A Different Approach to Ovarian Cancer Prevention Research
Most of the current information related to these questions is based on studies that look back in time to evaluate high-risk women, studied in highly-specialized cancer genetics clinics at major medical centers. This type of information may be less accurate and less applicable to the entire population of high-risk women than we would prefer.
The Ovarian Cancer Prevention and Early Detection Study is a [glossary term:] cohort study that will collect data going forward in time (i.e., prospectively) from women seen at both large and smaller medical centers across the U.S. It is hoped that this research approach will produce information that is more precise, and more representative of all high-risk women. Its emphasis on evaluating quality of life and on collecting biological samples for future laboratory-based research related to ovarian cancer are also special strengths of the current study's design.
The Challenge: Detecting Ovarian Cancer Before Symptoms Develop
Currently, there is no effective approach to [glossary term:] screening for ovarian cancer, either for women in the general population or for high-risk women. Because the risk of ovarian cancer is so much higher than normal in genetically at-risk women, they have been selected as a population that is in particularly great need of an effective ovarian cancer screening strategy.
Using CA-125 Levels
The Ovarian Cancer Prevention and Early Detection Study is evaluating a new approach to using the level of [glossary term:] CA-125, a substance called a [glossary term:] tumor marker, which is often found in higher-than-normal amounts in the blood of women with ovarian cancer, as a means of screening for ovarian cancer. The new approach is based on looking at changes in the levels of CA-125 over time as the basis for deciding whether or not additional tests are needed to look for ovarian cancer. This method uses a mathematical, computer-based tool known as "ROCA," the Risk of Ovarian Cancer Algorithm. This will be the first time that the ROCA screening tool has been used in a clinical trial.
The important questions related to the screening portion of this study include:
- Does ROCA hold promise as an improved ovarian cancer screening strategy?
- How is ROCA affected by other characteristics of the women being screened, such as age, prior pregnancy, and various medications?

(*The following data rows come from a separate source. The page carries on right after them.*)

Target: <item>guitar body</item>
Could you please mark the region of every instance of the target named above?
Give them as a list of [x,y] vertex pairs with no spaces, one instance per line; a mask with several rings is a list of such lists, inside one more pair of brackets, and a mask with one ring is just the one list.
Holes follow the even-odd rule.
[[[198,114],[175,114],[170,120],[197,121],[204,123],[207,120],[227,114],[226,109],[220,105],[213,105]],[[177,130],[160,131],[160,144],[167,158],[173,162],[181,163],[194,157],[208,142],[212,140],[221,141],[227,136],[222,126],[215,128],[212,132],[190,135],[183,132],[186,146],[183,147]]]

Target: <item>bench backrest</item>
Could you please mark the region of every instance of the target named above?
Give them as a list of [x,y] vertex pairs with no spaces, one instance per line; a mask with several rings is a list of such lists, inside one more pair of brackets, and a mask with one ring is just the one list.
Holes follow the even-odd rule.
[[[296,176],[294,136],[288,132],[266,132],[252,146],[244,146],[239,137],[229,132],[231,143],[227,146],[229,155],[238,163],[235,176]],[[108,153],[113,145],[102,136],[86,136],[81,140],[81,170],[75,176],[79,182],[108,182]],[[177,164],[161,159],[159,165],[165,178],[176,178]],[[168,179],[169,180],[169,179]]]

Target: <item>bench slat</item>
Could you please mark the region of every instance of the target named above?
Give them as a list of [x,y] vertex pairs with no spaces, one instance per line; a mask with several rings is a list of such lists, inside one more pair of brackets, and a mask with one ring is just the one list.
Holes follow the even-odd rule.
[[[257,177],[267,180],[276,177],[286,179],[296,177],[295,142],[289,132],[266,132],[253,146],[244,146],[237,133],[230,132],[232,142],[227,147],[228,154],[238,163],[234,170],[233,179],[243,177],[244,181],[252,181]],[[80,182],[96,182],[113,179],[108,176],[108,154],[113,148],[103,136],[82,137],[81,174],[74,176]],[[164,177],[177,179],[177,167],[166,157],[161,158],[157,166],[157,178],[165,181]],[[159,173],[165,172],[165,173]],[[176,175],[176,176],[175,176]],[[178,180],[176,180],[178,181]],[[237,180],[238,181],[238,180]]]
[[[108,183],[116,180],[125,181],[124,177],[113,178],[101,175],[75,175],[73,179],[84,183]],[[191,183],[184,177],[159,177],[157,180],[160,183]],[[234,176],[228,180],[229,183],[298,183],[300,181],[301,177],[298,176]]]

- Are there new tumor markers (either proteomic or biochemical) detectable in the blood samples that are being collected as part of this study which might, either alone or in combination, be more effective in detecting the presence of early ovarian cancer than CA-125?
The Ovarian Cancer Prevention and Early Detection Study is expected to produce very valuable information regarding these and other questions of great importance to women who are at increased risk of ovarian cancer. We cannot promise that taking part in this study will benefit each of the women who join, but their participation is likely to teach us a great deal about how familial ovarian cancer develops, and help improve the management options that are available to future high-risk women.